If you teleported me to a foreign city for a day and gave me a choice between a trip to the supermarket or a museum, I’d almost always choose the supermarket. This is not (just) because I like snacks more than I like still lifes, it’s because a grocery store is a museum in its own right: a little slice of local life. And I am not the only person to brand “buying crisps” a cultural experience: “grocery store tourism” is having a moment on social media. Influencers are treating trips to the supermarket with the same reverence they might reserve for the Louvre.

This isn’t just greed in intellectual packaging. There are dissertations to be written on why you can find prawn cocktail crisps on British supermarket shelves and nowhere else. There are deep historical reasons why Germany is so obsessed with paprika-flavoured snacks.

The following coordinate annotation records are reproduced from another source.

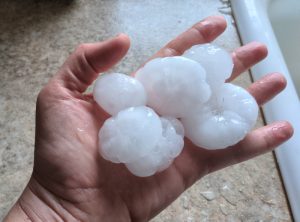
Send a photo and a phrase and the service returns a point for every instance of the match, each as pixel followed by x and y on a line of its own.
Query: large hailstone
pixel 162 155
pixel 174 85
pixel 224 120
pixel 115 92
pixel 130 135
pixel 216 61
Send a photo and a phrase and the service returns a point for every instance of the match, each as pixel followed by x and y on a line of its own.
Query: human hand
pixel 71 181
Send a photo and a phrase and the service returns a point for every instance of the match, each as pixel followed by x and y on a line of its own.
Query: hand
pixel 71 181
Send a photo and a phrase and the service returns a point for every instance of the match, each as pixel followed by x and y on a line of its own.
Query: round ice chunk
pixel 171 142
pixel 115 92
pixel 216 61
pixel 167 148
pixel 130 135
pixel 225 120
pixel 175 123
pixel 174 85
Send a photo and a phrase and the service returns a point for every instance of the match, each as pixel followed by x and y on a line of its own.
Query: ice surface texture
pixel 144 131
pixel 174 85
pixel 115 92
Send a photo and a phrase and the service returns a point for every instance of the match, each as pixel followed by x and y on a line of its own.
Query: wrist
pixel 35 204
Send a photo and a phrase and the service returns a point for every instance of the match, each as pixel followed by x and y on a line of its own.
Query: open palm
pixel 71 181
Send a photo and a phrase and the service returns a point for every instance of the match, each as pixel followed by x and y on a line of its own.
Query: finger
pixel 255 143
pixel 88 60
pixel 202 32
pixel 267 87
pixel 247 56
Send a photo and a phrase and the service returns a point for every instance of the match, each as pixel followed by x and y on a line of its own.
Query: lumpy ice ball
pixel 130 135
pixel 174 85
pixel 216 61
pixel 225 120
pixel 115 92
pixel 162 155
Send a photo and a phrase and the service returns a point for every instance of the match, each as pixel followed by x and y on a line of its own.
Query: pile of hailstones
pixel 170 98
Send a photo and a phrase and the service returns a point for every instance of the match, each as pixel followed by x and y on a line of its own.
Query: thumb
pixel 89 59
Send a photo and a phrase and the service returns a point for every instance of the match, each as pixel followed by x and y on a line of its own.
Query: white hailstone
pixel 225 120
pixel 131 134
pixel 216 61
pixel 167 148
pixel 175 123
pixel 115 92
pixel 174 85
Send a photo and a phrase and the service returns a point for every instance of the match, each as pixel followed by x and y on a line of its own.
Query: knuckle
pixel 81 48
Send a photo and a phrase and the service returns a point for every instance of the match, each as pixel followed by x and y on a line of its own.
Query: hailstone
pixel 174 85
pixel 216 61
pixel 115 92
pixel 162 155
pixel 170 98
pixel 226 118
pixel 130 135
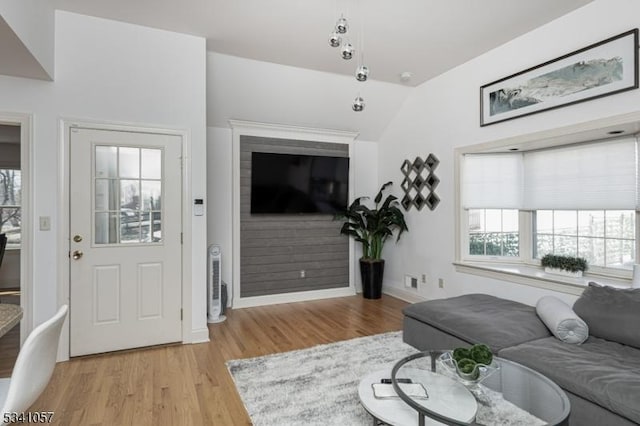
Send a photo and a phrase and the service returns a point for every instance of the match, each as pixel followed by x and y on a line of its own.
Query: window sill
pixel 534 276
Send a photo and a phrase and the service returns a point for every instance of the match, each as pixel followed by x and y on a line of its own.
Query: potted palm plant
pixel 372 228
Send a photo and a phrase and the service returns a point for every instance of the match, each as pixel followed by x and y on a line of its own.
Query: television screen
pixel 286 183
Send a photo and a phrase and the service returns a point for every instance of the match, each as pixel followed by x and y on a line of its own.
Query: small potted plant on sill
pixel 564 265
pixel 372 228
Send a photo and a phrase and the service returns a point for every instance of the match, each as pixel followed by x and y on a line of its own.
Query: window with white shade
pixel 580 200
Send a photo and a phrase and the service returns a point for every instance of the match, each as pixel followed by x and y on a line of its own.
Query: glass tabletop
pixel 506 392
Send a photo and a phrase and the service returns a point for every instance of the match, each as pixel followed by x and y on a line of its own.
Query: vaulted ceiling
pixel 422 37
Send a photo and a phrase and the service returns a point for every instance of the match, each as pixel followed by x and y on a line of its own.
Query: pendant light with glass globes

It’s not just unusual products such as lasagne-flavour crisps (available in Thailand, apparently) that give you a taste of a place – even supermarket layout can say a lot about a country. Look at eggs, for example. In the UK, they’re on a shelf; in the US they’re in a fridge. Why? Because of different salmonella management strategies. Americans wash their eggs, which removes a protective cuticle. So then they compensate for that by spraying the eggs with oil to stop bacteria seeping in – after which they’re forced to refrigerate them. In the UK, and a lot of Europe, egg-laying hens are vaccinated against salmonella and their dirty eggs go on unrefrigerated supermarket shelves.

I wish there was a similarly logical explanation for why French supermarkets are filled with rows of utterly disgusting, unrefrigerated, ultra-high temperature (UHT) processed milk, but there doesn’t seem to be. Anyway, you wouldn’t get these same insights into international agribusiness practices from staring at the Mona Lisa now, would you?

Of course, the very best thing about supermarket tourism is how authentic it is. No annoying tourists taking selfies. Just you, some local people and a bunch of gen Z influencers filming a TikTok.